Nach Unwetter in Valencia

Diese Surseer organisieren Hilfe, wo der Staat versagt

Die Surseer Raquel Ramos Fernandez und ihr Ehemann Jonathan Maya Navarro setzen sich tatkräftig für spanische Unwetter-Opfer ein. (Bild: asc)

In Spanien wütete vergangene Woche das Unwetter «La Dana», über 200 Personen starben. Auch aus Sursee kommt nun Hilfe nach Valencia.

Seit gut einer Woche gehen Katastrophenbilder aus Spanien um die Welt. Das Unwetter «La Dana» forderte über 200 Todesopfer im Osten des Landes. Besonders stark betroffen ist unter anderem die Provinz Valencia, wo die Regenmassen am 29. Oktober heftig wüteten.

Raquel Ramos Fernandez beobachtet die Situation genau. Es hätten viele kleine Dörfer noch immer keine Hilfeleistungen erhalten und seien ohne Strom und fliessendes Wasser, wie sie gegenüber zentralplus erklärt. Die gebürtige Spanierin lebt seit vier Jahren in Sursee und konnte nicht weiter tatenlos zusehen. Deswegen entschied sie sich, zusammen mit ihrem Ehemann ebenfalls zu helfen. Ramos Fernandez sammelt seit dieser Woche in ihrer Garage Spenden für die betroffenen Unwetteropfer.

In den sozialen Medien machte die Surseerin auf die von ihr ins Leben gerufene Spendenaktion aufmerksam. (Bild: Screenshot: Facebook-Beitrag)

Beim Besuch von zentralplus erklärt sie: «Die Hilfe der spanischen Regierung kam viel zu spät und war nicht ausreichend.» Nach langem Hin und Her zwischen den regionalen Behörden und der spanischen Regierung in Madrid seien 1500 Soldaten aufgeboten worden. Laut Ramos Fernandez würden jedoch mindestens 10'000 Soldaten in der Region benötigt. «Die Politiker streiten, doch keiner hilft», erzählt Ramos Fernandez sichtlich frustriert.

Spenden sollen den Betroffenen helfen und Freiwillige schützen

Die Surseerin hat selber Familienangehörige in der betroffenen Region. Es sei zurzeit sehr hart für die Leute in der Provinz Valencia. Unter Tränen bringt sie hervor: «Kleine Kinder leiden und Menschen starben – das geht mir nahe.» Für sie ist völlig klar, dass sie auch helfen würde, wenn sie keine Verwandten dort hätte.

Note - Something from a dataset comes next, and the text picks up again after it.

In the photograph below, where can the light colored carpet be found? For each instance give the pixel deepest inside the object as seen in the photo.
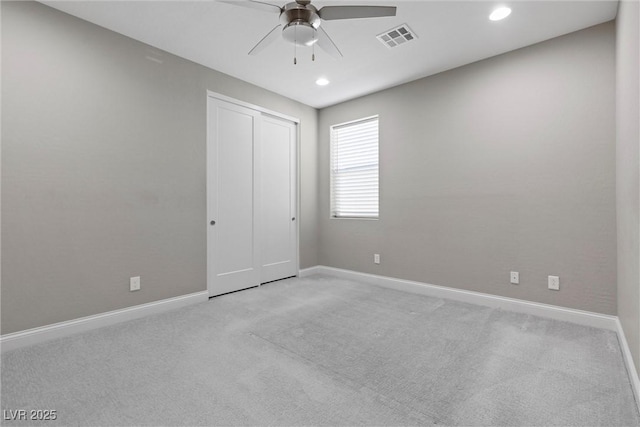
(324, 351)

Ramos Fernandez startete den Spendenaufruf am Montag in den sozialen Medien und hängte unter anderem in Schulen Flyer auf. Benötigt würden momentan vor allem Schaufeln, Hygieneartikel, Masken, Handschuhe und Schutzkleidung. Denn die Infektionsgefahr für die Tausenden freiwilligen Helfer sei extrem hoch. «Es gibt noch immer tote Menschen, die noch nicht geborgen sind», erklärt die Spendensammlerin.

Bereits über 60 Kartons stehen mittlerweile in der Garage des Ehepaars. Diese sind gefüllt mit diversen Hilfsgütern. Von Zahnbürsten und Windeln über Winterjacken und Decken bis hin zu Desinfektionsmittel und Schaufeln. Aber auch Geldspenden seien eingegangen.

Eine private Person habe beispielsweise 400 Franken vorbeigebracht. «Mit dem Geld sind wir in die Landi gefahren und haben so viele Gummistiefel wie möglich gekauft», so die Spanierin. Gar aus Bern oder Zürich habe sie Anrufe erhalten. In Bern sei Geld gesammelt worden. Dieses habe sie dann in dringend benötigtes Desinfektionsmittel investieren können.

«Die Garage platzt bald aus allen Nähten»

Von der grossen Hilfsbereitschaft sei Ramos Fernandez völlig überrumpelt worden. An den ersten drei Sammeltagen seien täglich rund 50 Personen vorbeigekommen, um Hilfsgüter abzugeben. Vor allem in den sozialen Medien habe sich der Aufruf rasant verbreitet.

Mit so viel Unterstützung habe sie nicht gerechnet, sei aber natürlich unglaublich dankbar. Sie lacht: «Bloss die Garage platzt bald aus allen Nähten.» Doch dafür liesse sich bestimmt eine Lösung finden, es hätten ihr bereits Nachbaren ihre Garagen angeboten, sollte der Platz knapp werden.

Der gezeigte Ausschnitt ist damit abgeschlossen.